Method is typically GET or POST and the URI is the document path. The first line of a response message is the response result code, which has the format

HTTP/1.0 <code> <message> <CR><LF>

Code is a numeric result code and message is an optional text string describing the result. The value of 200 is the status code for OK.

MIME Headers

The request and response lines are followed by any number of MIME headers. The header section ends with a blank line. Headers have the format

<header>: <value> <CR><LF>

Header is the name of a header, and value is its value for the current request or document. Common headers for requests are Accept and User-Agent, which allow specification of MIME types to accept for the response and the name of the client software originating the request. Common headers for the reply include Server, MIME-version, Content-type, Last-modified and Content-length. Of these, only Content-type is absolutely essential, since the client software must be informed as to the format of the data. Content-length can help confirm that the contents were completely received, but the content is usually followed by a TCP/IP disconnect, so its length is implied.

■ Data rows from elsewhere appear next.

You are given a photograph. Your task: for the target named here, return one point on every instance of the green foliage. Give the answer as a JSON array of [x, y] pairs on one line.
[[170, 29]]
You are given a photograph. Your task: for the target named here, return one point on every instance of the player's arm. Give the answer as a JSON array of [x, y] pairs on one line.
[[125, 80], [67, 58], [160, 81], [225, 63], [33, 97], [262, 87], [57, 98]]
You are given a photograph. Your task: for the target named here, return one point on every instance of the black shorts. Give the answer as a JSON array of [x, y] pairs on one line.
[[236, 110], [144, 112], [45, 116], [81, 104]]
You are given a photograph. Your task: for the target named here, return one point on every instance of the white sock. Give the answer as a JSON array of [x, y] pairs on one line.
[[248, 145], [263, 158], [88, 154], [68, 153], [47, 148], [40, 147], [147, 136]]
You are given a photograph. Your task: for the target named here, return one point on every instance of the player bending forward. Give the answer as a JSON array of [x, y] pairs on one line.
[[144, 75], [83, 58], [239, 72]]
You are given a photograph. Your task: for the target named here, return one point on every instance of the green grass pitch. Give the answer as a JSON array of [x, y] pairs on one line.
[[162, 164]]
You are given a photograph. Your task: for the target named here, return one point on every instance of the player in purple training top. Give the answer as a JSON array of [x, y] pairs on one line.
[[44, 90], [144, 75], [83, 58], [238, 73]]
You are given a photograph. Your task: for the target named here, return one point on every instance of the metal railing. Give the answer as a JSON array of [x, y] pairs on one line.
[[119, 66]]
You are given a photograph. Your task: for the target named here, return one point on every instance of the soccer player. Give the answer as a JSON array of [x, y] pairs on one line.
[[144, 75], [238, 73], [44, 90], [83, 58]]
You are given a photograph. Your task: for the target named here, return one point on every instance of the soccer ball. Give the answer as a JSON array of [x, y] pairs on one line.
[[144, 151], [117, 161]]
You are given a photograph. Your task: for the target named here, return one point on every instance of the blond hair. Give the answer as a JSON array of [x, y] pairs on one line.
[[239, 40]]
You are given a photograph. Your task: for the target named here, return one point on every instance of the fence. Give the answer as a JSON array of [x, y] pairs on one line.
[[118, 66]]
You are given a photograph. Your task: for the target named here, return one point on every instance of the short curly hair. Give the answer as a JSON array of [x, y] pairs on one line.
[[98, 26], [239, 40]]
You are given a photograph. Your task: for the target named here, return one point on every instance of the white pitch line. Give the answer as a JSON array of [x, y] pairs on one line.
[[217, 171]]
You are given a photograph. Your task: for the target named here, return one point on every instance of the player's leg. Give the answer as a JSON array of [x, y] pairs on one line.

MIME Attachments and MIME Types

While this paper will not describe this, it is possible to use MIME attachments and MIME types as a rather coarse object implementation. The attachment provides the contents or data portion of the object, while the type implies the actions that are valid on that data. This does not, however, provide a means to ship actual code for manipulating the data.

Document Body

The document body follows the headers. It is completely free form, supporting any stream of binary data.

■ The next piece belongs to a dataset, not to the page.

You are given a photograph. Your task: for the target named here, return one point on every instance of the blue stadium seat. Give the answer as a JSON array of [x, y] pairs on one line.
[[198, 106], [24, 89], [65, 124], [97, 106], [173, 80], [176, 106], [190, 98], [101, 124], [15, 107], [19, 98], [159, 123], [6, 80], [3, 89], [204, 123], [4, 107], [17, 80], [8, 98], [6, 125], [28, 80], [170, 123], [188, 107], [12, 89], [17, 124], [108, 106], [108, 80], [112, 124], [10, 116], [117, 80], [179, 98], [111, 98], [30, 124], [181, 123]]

Where Does This Fit as Middleware?

Some of the characteristics by which middleware technologies can be categorized or evaluated are

  • Asynchronous v. synchronous communication
  • Guaranteed v. unreliable delivery
  • Support for transaction semantics
  • Location transparency
  • Data conversion transparency
  • Level of API abstraction
  • Accessibility from various programming languages
  • Support on multiple hardware and operating system platforms
Applied to HTTP/CGI, we find
  • Synchronous communication: the client sends a command and awaits the response. Although multithreading techniques allow programs to treat these separately, they are not truly asynchronous.
  • Unreliable delivery: the response is required to determine whether the command is successful, and the application must handle any failure itself.
  • No transaction semantics: multiple commands cannot be grouped together as an atomic unit of work.
  • No location transparency: there is no built-in abstraction above Internet addressing.
  • No data conversion: all data is transmitted as uninterpretted octets, although there is the ability to label the type of each block of data (MIME attachment).
  • Low API abstraction: there are various API implementations in the form of PERL packages, Microsoft's WinInet, CERN's libwww libraries and the CGI "API" itself, none of which abstract much above the level of sockets.
  • Many languages can be used to write HTTP clients, servers and CGI applications.
  • Virtually all hardware and operating system platforms support HTTP/CGI.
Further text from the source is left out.